Europa Press/Contacto/Sergei Bobylev - Arquivo
MADRID 16 fev. (EUROPA PRESS) - O líder da Coreia do Norte, Kim Jong Un, inaugurou neste domingo um novo complexo residencial na capital do país, Pyongyang, construído para as famílias dos soldados mortos em combate “no exterior”, após enviar milhares de militares norte-coreanos para ajudar seu aliado russo na luta contra a Ucrânia.

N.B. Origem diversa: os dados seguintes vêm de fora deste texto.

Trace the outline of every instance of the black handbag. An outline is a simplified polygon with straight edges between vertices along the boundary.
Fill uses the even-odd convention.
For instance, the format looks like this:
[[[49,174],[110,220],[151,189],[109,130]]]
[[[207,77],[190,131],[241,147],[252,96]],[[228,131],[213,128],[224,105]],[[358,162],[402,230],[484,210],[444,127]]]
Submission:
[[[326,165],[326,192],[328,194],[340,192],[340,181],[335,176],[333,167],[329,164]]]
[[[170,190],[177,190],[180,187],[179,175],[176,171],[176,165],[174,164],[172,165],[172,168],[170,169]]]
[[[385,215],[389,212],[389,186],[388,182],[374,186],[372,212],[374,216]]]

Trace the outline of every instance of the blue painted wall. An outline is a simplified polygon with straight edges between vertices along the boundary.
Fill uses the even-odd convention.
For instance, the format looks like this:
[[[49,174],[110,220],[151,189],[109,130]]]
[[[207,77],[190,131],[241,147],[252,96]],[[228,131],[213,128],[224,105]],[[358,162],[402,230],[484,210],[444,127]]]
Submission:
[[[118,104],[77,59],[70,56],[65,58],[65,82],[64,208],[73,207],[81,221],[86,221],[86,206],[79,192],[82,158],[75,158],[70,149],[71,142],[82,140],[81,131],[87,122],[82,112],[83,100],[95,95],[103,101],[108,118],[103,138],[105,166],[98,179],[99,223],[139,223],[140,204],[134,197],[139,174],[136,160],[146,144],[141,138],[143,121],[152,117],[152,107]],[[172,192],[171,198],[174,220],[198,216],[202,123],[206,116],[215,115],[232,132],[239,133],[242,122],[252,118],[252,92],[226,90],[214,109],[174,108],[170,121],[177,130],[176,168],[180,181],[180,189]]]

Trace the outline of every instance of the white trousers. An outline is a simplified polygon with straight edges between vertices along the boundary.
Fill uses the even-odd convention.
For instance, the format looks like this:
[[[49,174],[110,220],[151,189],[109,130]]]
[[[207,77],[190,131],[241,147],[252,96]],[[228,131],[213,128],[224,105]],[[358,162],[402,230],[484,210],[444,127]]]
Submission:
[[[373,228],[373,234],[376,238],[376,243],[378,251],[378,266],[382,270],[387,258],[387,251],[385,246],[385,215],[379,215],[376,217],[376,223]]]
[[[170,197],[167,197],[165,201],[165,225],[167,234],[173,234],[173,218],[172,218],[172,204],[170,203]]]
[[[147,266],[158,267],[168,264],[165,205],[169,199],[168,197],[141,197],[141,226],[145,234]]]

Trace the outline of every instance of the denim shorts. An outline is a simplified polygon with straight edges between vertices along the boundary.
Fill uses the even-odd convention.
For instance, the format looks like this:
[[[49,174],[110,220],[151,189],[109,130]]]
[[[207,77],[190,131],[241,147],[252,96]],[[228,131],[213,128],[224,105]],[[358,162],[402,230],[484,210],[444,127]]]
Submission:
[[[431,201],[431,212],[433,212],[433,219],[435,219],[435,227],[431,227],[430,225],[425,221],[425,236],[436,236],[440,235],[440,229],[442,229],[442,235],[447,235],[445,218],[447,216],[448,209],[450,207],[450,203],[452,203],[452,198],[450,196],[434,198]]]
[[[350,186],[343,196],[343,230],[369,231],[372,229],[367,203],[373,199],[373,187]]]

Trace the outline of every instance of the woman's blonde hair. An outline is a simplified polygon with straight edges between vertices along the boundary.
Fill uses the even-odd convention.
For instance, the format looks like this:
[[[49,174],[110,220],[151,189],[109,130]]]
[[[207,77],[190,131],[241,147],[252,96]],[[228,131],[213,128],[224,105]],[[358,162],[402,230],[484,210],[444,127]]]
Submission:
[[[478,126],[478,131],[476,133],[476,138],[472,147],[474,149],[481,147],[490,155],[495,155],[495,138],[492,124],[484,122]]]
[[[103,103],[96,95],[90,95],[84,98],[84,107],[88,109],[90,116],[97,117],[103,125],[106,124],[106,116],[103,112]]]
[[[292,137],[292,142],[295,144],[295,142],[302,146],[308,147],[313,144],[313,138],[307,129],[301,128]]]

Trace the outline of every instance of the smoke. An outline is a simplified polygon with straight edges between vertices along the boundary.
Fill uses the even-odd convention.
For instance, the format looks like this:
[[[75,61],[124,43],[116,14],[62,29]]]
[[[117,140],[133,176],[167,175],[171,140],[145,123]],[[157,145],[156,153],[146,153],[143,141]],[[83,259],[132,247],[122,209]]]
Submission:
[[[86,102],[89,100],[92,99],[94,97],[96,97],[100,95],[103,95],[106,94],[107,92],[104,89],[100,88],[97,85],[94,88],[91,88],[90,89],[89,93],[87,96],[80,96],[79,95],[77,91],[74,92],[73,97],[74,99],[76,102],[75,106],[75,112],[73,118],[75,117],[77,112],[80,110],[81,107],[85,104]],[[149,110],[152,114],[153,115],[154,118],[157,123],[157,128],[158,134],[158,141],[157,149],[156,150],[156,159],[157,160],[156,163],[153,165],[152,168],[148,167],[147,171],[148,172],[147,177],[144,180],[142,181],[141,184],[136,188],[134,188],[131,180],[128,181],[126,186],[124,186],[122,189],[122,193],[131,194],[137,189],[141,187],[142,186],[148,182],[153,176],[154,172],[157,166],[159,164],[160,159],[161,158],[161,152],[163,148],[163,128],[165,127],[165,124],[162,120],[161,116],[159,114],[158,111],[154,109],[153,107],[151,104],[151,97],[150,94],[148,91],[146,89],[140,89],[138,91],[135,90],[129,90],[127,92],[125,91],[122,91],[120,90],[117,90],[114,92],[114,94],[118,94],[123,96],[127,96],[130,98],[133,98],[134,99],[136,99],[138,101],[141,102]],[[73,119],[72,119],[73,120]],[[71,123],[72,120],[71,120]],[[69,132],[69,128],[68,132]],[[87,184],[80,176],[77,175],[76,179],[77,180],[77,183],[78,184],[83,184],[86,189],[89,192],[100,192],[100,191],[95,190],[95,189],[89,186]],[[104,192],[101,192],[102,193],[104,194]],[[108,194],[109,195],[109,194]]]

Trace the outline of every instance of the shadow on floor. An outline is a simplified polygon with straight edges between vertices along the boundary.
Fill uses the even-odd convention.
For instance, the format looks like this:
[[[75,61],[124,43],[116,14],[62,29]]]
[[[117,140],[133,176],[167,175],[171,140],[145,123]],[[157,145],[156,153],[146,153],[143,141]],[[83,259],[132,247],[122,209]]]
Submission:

Em um discurso dirigido à nação e, em particular, aos familiares dos falecidos, Kim declarou que “ficaria muito feliz se eles vivessem aqui felizes, geração após geração, orgulhosos de ter filhos, maridos e pais tão excelentes” em um evento em que inaugurou a rua Saeb Yol, localizada na área de Hwasong, na capital norte-coreana.
“Os companheiros de armas que travaram batalhas sangrentas ao lado dos mártires, as famílias que colocaram seus queridos filhos e maridos nos postos de defesa nacional e todos os outros habitantes deste país ficarão felizes com a inauguração de hoje; acredito que esperam sinceramente que os residentes da nova rua tenham uma vida longa e feliz pelo bem dos jovens mártires”, afirmou durante uma aparição captada pela agência de notícias estatal KCNA.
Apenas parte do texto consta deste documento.